取り巻きにそそのかされて、もう織らないと約束した「千羽織」を、もう一度織ってくれと頼む与ひょう。「今度は前の二枚分も三枚分もの金で売ってやるちゅうだ。何百両だでよ。」という与ひょうの言葉が理解できず「判らない。あんたの言う事が何にも判らない。さっきの人たちとおんなじだわ。口の動くのが見えるだけ。声が聞こえるだけ。だけど何を言っているんだか、、、。ああ、あんたは、、。あんたが、とうとうあんたが、あの人たちの言葉を、わたしに判らない世界の言葉を話し出した。どうしよう、どうしよう、どうしよう」と途方にくれるおツウ。


矢に射られて苦しんでいる鶴を、かわいそうだという思いだけで、助けてやる与ひょうの心優しさが、商品経済の中で破壊され、目の前のおツウという存在が、与ひょうには見えなくなってしまっている。矢でおツウを射た人たちとおんなじになってしまっている。


すでに二人の関係は変質してしまっており、これが本当に最後だと約束をして、鶴の姿になって「千羽織」を織るおツウを、与ひょうが覗き見てしまうという出来事は、別れのきっかけにすぎなかったのでした。


(3) 大切なもの

おツウのように、人は愛する人のためには、平気で自分を犠牲にすることができるものです。男と女の間だけではなく、男と男、女と女の間でも同じです。友情や恋愛なんて一時期の熱病だと馬鹿にする人がいても、その人自身が熱病の経験を必ず持っているものです。

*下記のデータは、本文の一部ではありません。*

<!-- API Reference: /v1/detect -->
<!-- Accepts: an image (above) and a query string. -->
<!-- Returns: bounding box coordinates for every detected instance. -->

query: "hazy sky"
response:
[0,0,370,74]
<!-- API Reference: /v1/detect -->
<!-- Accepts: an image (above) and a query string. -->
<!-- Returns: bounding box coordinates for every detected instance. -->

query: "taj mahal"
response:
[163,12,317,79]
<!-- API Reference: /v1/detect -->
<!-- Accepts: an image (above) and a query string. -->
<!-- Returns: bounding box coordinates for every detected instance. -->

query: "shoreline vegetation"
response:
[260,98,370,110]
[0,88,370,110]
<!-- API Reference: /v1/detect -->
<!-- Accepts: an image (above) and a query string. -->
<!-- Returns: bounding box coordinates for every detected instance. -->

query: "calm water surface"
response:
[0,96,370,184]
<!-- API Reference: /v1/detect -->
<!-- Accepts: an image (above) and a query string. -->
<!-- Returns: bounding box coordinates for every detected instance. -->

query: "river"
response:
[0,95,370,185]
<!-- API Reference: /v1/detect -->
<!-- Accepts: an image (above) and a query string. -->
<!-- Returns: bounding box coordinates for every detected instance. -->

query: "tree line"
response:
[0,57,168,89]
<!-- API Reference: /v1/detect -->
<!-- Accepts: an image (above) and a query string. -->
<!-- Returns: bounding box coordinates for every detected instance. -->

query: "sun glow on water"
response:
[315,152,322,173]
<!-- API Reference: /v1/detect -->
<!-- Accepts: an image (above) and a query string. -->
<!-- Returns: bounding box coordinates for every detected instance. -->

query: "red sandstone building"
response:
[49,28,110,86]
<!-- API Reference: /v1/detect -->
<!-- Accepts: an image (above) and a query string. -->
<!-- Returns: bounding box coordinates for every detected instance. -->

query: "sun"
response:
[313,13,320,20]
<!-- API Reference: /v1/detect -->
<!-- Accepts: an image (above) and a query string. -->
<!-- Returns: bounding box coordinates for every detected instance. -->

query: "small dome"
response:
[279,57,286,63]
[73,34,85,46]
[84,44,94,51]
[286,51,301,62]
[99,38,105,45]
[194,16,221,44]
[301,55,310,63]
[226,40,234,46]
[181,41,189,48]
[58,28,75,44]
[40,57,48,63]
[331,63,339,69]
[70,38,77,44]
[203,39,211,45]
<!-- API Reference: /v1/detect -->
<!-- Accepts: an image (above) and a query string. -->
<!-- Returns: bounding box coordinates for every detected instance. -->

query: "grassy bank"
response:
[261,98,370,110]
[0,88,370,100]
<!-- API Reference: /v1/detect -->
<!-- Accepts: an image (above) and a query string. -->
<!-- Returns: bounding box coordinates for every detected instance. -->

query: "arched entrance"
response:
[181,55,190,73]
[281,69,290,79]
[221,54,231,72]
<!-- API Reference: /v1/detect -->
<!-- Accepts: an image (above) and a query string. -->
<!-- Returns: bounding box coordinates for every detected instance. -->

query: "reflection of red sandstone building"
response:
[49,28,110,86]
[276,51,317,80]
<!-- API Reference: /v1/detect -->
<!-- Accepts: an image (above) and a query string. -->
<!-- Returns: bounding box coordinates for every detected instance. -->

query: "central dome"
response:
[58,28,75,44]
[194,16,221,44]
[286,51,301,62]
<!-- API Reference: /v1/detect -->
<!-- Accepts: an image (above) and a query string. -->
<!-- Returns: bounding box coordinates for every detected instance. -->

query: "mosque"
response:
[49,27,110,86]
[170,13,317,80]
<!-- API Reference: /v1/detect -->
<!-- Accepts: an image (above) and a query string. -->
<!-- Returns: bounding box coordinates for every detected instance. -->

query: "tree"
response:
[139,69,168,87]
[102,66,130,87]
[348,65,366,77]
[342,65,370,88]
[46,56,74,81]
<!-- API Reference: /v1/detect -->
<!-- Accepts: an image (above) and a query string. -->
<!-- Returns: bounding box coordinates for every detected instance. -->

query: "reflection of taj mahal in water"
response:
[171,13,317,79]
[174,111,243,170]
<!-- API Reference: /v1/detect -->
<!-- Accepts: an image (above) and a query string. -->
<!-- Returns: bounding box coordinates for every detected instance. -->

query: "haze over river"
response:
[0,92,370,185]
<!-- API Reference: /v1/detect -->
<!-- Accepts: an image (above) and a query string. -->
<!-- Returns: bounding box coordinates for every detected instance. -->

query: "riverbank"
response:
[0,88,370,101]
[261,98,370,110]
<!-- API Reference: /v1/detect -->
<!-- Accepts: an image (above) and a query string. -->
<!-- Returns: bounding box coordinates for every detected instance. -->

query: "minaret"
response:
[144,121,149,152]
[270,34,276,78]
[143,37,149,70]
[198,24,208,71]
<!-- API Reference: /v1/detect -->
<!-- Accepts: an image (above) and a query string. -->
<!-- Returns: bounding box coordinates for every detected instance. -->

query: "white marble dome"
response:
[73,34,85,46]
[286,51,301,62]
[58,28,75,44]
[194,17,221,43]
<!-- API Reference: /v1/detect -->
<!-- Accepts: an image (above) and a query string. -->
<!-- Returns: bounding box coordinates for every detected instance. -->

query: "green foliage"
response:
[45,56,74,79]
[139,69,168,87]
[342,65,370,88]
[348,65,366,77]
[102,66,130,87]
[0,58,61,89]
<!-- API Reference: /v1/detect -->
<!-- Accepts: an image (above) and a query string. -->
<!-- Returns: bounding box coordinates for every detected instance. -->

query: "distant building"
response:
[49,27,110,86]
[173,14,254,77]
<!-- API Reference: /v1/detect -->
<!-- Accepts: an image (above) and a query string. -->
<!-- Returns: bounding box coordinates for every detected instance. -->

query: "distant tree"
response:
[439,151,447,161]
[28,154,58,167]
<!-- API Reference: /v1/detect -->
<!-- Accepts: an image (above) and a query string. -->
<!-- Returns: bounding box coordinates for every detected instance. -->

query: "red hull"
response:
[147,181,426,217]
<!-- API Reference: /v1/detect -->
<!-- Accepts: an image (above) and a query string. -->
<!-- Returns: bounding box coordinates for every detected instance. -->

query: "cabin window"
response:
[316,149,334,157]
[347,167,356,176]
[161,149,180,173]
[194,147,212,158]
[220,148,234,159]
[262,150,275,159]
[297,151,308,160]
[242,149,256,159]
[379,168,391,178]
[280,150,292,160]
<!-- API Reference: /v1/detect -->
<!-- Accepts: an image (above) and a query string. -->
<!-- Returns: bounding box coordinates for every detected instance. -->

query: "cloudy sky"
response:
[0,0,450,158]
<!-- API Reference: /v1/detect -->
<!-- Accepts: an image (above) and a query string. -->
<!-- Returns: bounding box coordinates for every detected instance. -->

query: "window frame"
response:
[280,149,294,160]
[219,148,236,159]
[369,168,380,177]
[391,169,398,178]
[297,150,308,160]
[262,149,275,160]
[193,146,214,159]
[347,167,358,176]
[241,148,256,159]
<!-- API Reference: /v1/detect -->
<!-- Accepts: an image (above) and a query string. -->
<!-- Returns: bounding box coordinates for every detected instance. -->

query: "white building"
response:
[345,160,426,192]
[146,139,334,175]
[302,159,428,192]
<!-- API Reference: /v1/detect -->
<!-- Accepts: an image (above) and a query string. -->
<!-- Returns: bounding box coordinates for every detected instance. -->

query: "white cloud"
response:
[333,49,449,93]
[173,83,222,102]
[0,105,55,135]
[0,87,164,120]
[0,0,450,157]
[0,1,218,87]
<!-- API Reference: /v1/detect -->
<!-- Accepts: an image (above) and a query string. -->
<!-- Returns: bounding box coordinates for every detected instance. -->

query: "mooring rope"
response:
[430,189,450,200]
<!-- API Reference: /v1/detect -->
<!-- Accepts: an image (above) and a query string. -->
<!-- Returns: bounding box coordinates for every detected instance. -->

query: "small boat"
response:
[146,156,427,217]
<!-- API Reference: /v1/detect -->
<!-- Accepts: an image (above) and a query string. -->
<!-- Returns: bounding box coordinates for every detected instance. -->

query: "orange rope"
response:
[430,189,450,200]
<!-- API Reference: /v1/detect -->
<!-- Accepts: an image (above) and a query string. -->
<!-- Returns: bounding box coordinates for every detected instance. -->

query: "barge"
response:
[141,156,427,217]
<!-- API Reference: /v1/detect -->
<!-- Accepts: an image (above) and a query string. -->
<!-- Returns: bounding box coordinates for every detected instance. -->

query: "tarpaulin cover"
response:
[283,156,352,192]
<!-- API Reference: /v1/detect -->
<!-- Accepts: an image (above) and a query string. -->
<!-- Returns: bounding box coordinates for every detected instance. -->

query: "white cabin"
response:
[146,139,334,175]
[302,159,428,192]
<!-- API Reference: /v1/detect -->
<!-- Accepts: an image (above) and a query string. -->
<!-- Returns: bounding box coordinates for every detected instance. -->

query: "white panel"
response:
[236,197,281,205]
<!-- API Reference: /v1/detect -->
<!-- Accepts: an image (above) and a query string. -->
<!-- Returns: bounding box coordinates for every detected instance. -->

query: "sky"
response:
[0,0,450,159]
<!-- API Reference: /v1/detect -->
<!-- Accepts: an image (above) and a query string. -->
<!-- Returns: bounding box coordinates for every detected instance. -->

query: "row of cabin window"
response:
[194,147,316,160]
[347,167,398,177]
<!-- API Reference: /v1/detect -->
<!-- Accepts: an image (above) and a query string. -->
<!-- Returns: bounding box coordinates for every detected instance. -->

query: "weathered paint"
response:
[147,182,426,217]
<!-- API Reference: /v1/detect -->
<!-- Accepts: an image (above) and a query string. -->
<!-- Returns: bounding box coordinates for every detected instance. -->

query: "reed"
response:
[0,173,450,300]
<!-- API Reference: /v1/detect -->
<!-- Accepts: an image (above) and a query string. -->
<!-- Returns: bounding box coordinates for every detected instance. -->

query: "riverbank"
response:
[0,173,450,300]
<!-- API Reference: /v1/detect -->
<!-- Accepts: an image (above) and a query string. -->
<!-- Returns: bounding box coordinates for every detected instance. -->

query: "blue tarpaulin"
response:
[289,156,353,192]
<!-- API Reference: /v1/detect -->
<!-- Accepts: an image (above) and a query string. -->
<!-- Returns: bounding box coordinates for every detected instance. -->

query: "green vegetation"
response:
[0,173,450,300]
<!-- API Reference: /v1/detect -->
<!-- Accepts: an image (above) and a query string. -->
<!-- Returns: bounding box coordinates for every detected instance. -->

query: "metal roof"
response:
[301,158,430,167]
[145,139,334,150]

しかし、世の中の利害関係が必ずその間に忍び込み、二人の関係を破壊しようとします。二人を取り巻く環境は絶えず変化し、ちょっと油断すると、誰でも与ひょうになってしまうのです。立場も育ちも違う二人が、誤解し合いながらも、自分より相手にポイントを置き会う事で成り立つ関係は、そのどちらかが、自分にポイントを置きだした瞬間、崩壊してしまうものです。


現状の生活を守るために。追いつめられて自分を守るために。あるいはより良い生活のために。清貧の勧めなどする気はありません。さまざまな商品は人々を豊かにします。お金はほとんど全ての事を可能にします。


むしろ貧困がもたらす悲惨さのほうが人をゆがめ、憎しみや、ねたみや、不誠実の原因になります。おツウに「千羽織」を織る技術がなく、貧乏なままの二人が、ずっと幸せな生活を送ったかどうかは、はなはだ疑問です。お金がなければ何にも出来ないことも事実ですし、誠意は、今の世では、結局、お金でしか表現できない事も事実です。


人はそんな世間の中で、勝者になるために頑張る、敗者にならないよう努力する、そのことはとても大事なことです。しかし、負けないよう努力する事ですら、知らず知らず人を蹴落とし、人を傷付けている事がないかどうか、その中で自分自身が失っているものがないかどうか。「夕鶴」を見るとき、人はおツウの側に立って与ひょうを非難の目で見ますが、自分が与ひょうになっていないかどうかは、なかなか判らないものです。


人はお金より大事なものを感じる事が出来るし、そのために生きる事も出来る。夕鶴のような作品を読んで人が感動するのは、そんな事を思い出させてくれるからだと思います。